Experimental autoimmune encephalomyelitis (EAE) is a basic and reliable model used to study clinical and pathological hallmarks of multiple sclerosis (MS) in rodents. Several studies suggest neural precursor cells (NPCs) as a significant research tool while reporting that transplanted NPCs are a promising therapeutic approach to treating neurological disorders, such as MS. The main objective was to approach a preclinical, in vivo scenario of oligodendrogenesis with NPCs, targeting the main chronic demyelinated lumbosacral milieu of EAE, via the least invasive delivery method which is lumbar puncture. We utilized MOG peptide to induce EAE in C57BL/6 mice and prior to the acute relapse, we intervened with either the traceable GFP cellular therapy or saline solution in the intrathecal space of their lumbar spine. A BrdU injection, which enabled us to monitor endogenous proliferation, marked the endpoint 50 days post-induction (50 dpi). Neuropathology with high-throughput, triple immunofluorescent, and transmission electron microscopy (TEM) data were extracted and analyzed. The experimental treatment attenuated the chronic phase of EAE (50 dpi; score <1) following an acute, clinical relapse. Myelination and axonal integrity were rescued in the NPC-treated animals along with suppressed immune populations. The differentiation profile of the exogenous NPCs and endogenous BrdU cells was location-dependent where GFP -rich areas drove undifferentiated phenotypes toward the oligodendrocyte lineage. In situ oligodendrocyte enrichment was demonstrated through increased (p < 0.001) gap junction channels of Cx32 and Cx47, reliable markers for proliferative oligodendroglia syncytium. TEM morphometric analysis ultimately manifested an increased g-ratio in lumbosacral fibers of the recovered animals (p < 0.001). Herein, we suggest that a single, lumbar intrathecal administration of NPCs capacitated a viable cellular load and resulted in clinical and pathological amelioration, stimulating resident OPCs to overcome the remyelination failure in EAE demyelinating locale.
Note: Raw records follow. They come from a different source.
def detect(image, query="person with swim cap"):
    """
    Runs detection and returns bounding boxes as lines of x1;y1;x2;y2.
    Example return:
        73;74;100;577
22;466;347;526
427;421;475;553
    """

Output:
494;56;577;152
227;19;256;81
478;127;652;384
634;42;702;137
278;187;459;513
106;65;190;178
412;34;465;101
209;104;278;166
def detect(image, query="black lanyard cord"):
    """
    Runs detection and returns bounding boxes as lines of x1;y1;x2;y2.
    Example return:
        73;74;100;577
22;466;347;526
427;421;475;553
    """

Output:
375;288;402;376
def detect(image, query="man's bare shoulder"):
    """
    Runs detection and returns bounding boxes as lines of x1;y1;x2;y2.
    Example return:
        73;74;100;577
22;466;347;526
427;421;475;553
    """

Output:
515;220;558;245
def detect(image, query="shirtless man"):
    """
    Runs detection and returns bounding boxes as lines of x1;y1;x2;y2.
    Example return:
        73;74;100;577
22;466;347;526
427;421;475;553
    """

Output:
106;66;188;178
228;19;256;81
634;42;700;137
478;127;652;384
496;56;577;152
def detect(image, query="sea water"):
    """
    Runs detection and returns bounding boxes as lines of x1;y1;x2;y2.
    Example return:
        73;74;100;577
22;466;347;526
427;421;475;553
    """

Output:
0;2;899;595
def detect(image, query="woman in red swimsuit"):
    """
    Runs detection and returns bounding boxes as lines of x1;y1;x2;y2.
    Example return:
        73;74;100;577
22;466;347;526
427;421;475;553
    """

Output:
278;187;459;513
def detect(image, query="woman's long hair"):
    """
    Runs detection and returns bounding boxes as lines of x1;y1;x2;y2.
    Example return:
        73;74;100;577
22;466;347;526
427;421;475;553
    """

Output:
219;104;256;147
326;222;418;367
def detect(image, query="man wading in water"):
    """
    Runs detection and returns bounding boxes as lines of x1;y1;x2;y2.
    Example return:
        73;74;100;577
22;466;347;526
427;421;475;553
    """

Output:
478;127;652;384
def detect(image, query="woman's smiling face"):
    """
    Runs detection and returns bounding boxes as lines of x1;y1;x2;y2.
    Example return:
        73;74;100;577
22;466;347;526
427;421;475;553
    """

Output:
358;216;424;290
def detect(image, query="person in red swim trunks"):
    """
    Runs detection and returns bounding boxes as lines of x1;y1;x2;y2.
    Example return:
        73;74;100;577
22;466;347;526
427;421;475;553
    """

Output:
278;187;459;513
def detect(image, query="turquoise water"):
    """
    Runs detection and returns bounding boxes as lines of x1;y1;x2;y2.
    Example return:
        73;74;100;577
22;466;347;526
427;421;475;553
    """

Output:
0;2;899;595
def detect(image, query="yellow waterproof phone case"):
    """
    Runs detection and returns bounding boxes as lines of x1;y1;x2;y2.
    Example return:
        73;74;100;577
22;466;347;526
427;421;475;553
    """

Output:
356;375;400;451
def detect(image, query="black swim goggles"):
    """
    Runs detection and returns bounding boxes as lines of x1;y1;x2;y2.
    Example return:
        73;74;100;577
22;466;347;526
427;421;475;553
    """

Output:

实验性自身免疫性脑脊髓炎 (EAE) 是一种基础且可靠的模型,用于在啮齿动物中研究多发性硬化症 (MS) 的临床和病理学特征。有几项研究表明神经前体细胞 (NPC) 是一种重要的研究工具,同时报告说移植 NPC 是治疗神经紊乱(如 MS)的一种很有前途的治疗方法。主要目标是通过最微创的递送方法(即腰椎穿刺)接近 NPC 的少突胶质前体细胞的临床前、体内情景,针对 EAE 的主要慢性脱髓鞘腰骶环境。我们利用 MOG 肽在 C57BL/6 小鼠中诱导 EAE,并在急性复发之前,在其腰椎的鞘内空间中用可追踪的 GFP 细胞治疗或生理盐水进行干预。BrdU 注射使我们能够监测内源性增殖,并在诱导后 50 天(50 dpi)标记终点。提取和分析了具有高通量、三重免疫荧光和透射电子显微镜 (TEM) 数据的神经病理学。实验治疗减轻了急性临床复发后的 EAE 慢性期(50 dpi;评分 <1)。在 NPC 治疗的动物中,髓鞘形成和轴突完整性得到了恢复,免疫群体受到抑制。外源性 NPC 和内源性 BrdU 细胞的分化谱与位置有关,其中富含 GFP 的区域将未分化表型推向少突胶质细胞谱系。通过增加(p <0.001)缝隙连接通道 Cx32 和 Cx47 证明了原位少突胶质细胞富集,这是增殖性少突胶质细胞合胞体的可靠标志物。TEM 形态计量分析最终表明,恢复动物腰骶纤维中的 g-比值增加(p <0.001)。在此,我们认为 NPC 的单次腰椎鞘内给药可提供可行的细胞负荷,并导致临床和病理改善,刺激驻留的 OPC 克服 EAE 脱髓鞘部位的再髓鞘失败。